P1L18: add “to” after “due”.
P1L22: Consistently use capitol letters. Change to “Particulate Organic Carbon (POC)”.
P2L43: Remove s from “drops”.
P2L44: Consistently use capitol letters. Change to “Cloud Condensation Nuclei (CCNs)”.
P2L50: warmer temperatures compared to what?
P2L59: Split sentence between “coastal sites,” and “and heat labile”. It is confusing that the sentence starts by introducing a specific study and then later mentions other studies.
P3L66: missing parenthesis after references.
P3L73: Remove “the” in front of “bulk seawater” and “SSA”.
P3L91: I suggest replacing “West-East-West with” with “West-East-West reaching”.
Figure 1: I suggest increasing the font size in this figure, especially the legend is difficult to read.
Figure 1: Add to either figure or the caption which stations correspond to MEL, LAU and WGY. This is very helpful for the reader.
P4L100: Change “than” to “to”.
P5L119: Exchange link with details about instrument. The link is just to the campaign website.
P5L120: Add details on the dynotester instrument, e.g. company name.
P6L159: Remove “on land.”
P6L162: Specify the cooling rate for the experiments.
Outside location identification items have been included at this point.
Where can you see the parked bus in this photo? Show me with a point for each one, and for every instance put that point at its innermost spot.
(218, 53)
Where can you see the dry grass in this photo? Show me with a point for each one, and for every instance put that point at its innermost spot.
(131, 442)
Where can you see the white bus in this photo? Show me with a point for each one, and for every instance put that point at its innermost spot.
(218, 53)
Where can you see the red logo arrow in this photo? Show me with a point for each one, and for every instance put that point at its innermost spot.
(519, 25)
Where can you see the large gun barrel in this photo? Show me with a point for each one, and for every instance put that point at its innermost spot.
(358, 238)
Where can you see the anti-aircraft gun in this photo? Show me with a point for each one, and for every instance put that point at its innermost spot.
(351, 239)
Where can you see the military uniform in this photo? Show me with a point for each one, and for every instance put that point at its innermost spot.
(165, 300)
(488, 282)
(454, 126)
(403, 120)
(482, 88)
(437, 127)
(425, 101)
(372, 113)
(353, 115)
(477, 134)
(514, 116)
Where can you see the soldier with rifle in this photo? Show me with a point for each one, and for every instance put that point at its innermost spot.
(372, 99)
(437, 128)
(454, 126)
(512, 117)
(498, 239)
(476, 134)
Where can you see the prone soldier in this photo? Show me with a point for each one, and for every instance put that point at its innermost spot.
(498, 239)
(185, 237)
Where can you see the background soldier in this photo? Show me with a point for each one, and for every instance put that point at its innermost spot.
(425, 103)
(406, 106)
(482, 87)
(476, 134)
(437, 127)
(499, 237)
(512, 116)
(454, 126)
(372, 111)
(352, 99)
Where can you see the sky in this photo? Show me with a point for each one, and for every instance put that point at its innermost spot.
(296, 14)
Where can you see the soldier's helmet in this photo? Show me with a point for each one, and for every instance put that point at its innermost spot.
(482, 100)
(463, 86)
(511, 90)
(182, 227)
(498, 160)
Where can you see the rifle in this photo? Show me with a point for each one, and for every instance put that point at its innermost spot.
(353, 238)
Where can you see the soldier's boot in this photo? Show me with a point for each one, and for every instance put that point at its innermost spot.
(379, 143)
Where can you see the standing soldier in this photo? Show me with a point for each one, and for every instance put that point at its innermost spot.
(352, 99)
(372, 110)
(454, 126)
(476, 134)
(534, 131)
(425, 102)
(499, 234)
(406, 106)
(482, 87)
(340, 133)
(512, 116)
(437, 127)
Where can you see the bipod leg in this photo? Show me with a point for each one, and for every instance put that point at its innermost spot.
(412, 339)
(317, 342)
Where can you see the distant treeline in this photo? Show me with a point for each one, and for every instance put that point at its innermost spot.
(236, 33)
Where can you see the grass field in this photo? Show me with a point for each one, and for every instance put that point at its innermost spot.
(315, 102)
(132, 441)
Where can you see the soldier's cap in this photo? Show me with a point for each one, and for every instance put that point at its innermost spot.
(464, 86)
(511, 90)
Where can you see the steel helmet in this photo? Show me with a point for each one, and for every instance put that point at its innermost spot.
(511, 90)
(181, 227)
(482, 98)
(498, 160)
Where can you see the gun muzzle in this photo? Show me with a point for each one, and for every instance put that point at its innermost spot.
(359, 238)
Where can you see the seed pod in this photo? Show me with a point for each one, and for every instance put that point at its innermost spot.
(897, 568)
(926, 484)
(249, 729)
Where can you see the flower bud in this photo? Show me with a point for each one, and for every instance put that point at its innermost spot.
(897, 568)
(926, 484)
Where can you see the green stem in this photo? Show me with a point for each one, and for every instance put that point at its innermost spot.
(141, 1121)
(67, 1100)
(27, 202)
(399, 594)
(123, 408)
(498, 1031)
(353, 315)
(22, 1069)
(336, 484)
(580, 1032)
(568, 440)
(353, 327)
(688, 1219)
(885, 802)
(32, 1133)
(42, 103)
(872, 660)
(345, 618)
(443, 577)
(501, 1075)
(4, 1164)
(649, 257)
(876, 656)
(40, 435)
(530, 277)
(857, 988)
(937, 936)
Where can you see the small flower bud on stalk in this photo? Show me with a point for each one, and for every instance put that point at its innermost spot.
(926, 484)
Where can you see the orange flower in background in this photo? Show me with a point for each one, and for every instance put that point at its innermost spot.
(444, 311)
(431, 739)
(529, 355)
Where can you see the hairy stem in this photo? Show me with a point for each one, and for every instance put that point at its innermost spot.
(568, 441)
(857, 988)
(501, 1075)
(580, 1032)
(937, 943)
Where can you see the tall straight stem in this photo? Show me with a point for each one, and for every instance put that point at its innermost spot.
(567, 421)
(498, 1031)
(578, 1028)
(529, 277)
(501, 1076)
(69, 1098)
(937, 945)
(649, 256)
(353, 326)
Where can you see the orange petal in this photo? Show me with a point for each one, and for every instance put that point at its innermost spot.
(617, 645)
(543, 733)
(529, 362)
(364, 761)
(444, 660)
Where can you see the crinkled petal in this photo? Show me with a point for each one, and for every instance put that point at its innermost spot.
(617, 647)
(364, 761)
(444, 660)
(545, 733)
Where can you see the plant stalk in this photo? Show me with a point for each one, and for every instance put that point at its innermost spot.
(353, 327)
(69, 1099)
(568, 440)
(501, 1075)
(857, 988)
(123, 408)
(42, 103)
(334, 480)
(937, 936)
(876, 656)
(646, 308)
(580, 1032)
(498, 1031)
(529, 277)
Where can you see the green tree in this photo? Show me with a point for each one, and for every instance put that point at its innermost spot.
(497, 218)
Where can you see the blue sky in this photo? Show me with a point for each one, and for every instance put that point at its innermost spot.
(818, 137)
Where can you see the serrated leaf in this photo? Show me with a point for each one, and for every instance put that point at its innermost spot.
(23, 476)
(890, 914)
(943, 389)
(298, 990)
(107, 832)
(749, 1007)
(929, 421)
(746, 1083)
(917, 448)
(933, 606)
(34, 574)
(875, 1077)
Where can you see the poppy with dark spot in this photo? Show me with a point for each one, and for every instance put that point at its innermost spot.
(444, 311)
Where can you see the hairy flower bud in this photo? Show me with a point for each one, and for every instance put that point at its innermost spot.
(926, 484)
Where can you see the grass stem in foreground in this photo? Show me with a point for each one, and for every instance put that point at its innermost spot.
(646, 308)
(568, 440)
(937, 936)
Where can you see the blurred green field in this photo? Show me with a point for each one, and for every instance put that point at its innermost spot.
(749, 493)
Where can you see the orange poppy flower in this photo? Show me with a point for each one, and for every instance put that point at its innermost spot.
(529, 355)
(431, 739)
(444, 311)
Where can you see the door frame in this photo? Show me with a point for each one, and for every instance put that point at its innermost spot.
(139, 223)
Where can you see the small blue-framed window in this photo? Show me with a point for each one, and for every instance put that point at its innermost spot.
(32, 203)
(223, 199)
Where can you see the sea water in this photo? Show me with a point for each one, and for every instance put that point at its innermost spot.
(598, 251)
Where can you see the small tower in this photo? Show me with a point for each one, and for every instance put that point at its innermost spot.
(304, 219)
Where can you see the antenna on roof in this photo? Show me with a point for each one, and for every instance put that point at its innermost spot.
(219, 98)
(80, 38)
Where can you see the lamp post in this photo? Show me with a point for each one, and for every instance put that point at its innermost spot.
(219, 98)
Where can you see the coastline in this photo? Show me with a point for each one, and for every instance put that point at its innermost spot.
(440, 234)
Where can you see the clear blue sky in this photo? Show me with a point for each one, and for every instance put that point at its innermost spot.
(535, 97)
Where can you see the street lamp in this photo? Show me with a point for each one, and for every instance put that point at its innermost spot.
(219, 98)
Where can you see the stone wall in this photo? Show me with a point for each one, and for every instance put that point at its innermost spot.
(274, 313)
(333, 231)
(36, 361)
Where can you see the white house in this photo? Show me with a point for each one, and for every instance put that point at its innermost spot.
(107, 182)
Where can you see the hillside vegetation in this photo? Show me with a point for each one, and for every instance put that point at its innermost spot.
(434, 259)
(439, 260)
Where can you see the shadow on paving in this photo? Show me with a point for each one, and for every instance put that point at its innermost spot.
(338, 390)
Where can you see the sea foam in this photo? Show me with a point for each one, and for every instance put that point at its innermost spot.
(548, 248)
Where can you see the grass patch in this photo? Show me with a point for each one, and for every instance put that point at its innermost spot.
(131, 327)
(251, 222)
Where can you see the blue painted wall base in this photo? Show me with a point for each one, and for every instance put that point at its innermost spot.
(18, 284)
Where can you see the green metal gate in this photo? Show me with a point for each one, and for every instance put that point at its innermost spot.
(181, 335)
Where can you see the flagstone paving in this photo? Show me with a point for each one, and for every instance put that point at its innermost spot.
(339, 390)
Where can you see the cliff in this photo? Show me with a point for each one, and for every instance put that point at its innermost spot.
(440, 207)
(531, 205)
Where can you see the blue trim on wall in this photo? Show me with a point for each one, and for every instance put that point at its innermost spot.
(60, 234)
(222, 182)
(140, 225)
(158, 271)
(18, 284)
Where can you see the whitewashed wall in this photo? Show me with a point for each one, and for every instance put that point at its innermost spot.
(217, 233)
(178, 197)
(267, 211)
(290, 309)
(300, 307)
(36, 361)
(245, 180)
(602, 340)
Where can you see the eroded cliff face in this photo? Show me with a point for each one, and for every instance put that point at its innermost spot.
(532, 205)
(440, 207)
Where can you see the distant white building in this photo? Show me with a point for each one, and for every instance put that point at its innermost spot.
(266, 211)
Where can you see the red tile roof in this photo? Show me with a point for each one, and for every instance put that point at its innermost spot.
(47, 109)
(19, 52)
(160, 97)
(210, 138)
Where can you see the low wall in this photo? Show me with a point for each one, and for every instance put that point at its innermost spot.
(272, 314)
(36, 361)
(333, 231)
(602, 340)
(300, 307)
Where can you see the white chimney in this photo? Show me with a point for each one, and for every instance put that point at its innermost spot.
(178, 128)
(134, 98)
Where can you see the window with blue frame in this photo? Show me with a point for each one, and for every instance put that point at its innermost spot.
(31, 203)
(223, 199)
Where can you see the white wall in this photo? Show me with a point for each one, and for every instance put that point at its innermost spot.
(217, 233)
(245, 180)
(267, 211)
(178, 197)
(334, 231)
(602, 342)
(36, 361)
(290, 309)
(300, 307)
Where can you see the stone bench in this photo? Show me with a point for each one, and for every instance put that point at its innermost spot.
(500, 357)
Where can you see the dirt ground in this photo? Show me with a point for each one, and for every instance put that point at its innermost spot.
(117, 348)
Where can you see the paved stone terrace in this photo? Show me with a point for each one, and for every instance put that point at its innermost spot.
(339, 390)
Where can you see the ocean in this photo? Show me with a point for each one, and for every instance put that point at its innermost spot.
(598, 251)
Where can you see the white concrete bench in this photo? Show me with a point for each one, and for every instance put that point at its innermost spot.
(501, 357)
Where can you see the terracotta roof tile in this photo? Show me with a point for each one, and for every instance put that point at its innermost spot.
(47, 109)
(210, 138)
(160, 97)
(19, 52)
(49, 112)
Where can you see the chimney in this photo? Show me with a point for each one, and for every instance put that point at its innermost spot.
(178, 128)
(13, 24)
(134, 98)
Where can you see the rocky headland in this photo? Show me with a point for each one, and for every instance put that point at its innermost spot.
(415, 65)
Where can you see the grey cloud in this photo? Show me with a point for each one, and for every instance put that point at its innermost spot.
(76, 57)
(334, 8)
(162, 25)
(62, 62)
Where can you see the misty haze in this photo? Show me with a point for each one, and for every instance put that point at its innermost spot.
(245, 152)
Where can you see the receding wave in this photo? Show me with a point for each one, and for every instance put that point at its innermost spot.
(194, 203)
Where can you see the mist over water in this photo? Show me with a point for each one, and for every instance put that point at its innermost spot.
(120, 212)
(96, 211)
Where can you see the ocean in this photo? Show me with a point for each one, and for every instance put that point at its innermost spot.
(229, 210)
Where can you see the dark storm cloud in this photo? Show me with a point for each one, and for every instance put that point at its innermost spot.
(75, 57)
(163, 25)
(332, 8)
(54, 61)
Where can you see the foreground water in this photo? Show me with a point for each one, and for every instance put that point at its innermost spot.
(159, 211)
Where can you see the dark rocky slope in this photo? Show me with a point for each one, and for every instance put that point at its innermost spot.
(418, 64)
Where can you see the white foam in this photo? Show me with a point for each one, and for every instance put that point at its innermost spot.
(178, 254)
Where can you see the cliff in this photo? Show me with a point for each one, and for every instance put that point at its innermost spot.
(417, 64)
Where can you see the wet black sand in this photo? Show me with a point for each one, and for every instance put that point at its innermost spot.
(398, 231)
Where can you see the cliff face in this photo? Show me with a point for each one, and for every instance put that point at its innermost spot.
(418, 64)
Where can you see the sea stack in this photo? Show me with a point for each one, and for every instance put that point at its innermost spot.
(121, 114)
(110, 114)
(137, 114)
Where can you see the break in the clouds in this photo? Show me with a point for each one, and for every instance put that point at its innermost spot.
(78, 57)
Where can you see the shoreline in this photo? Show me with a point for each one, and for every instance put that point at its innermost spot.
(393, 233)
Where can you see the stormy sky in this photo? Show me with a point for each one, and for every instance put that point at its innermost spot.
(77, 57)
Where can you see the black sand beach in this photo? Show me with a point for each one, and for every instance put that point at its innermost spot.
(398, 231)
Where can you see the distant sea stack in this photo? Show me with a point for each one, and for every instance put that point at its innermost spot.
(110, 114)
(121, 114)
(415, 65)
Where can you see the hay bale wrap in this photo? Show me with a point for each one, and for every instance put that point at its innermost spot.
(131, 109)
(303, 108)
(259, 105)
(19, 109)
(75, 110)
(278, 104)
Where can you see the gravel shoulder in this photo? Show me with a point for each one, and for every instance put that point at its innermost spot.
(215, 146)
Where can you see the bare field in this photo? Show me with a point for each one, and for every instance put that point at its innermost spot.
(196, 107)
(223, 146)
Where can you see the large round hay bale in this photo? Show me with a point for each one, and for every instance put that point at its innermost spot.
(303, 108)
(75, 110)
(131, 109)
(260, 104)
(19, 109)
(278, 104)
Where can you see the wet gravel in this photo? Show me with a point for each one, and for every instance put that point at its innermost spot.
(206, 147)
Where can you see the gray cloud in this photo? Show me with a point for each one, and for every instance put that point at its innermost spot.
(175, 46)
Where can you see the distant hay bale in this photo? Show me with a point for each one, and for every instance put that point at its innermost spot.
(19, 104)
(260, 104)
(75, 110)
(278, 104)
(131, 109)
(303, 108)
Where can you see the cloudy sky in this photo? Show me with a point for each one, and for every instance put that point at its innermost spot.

P7L176: Remove “either” or add another type of normalization. This sentence does not make sense.
Figure 2. What is the black square? I assume average/mean? Add this to caption along with a note that the y-axis’ are different and some are in log-scale. This is important when reader is comparing values from the three sites.
P9L220: Add to text how many sampling points for LAU?
P10L235: Add to caption what type of seawater SSW corresponds to.
P13L264: Should read Figure 5?
P13L275: The legend in figure 5. The mean datapoints are squares in the figure but not in the legend for red and blue.
P13L275: Use MEL and LAU as written in text not new abbreviations (Mel. B.).
P13L279: Pearsons’s test – missing an r.
P18L389: Should read Fig. B3 ?
P20L431: Specify what temperature? E.g. sea surface temperature, nucleation/freezing temperature.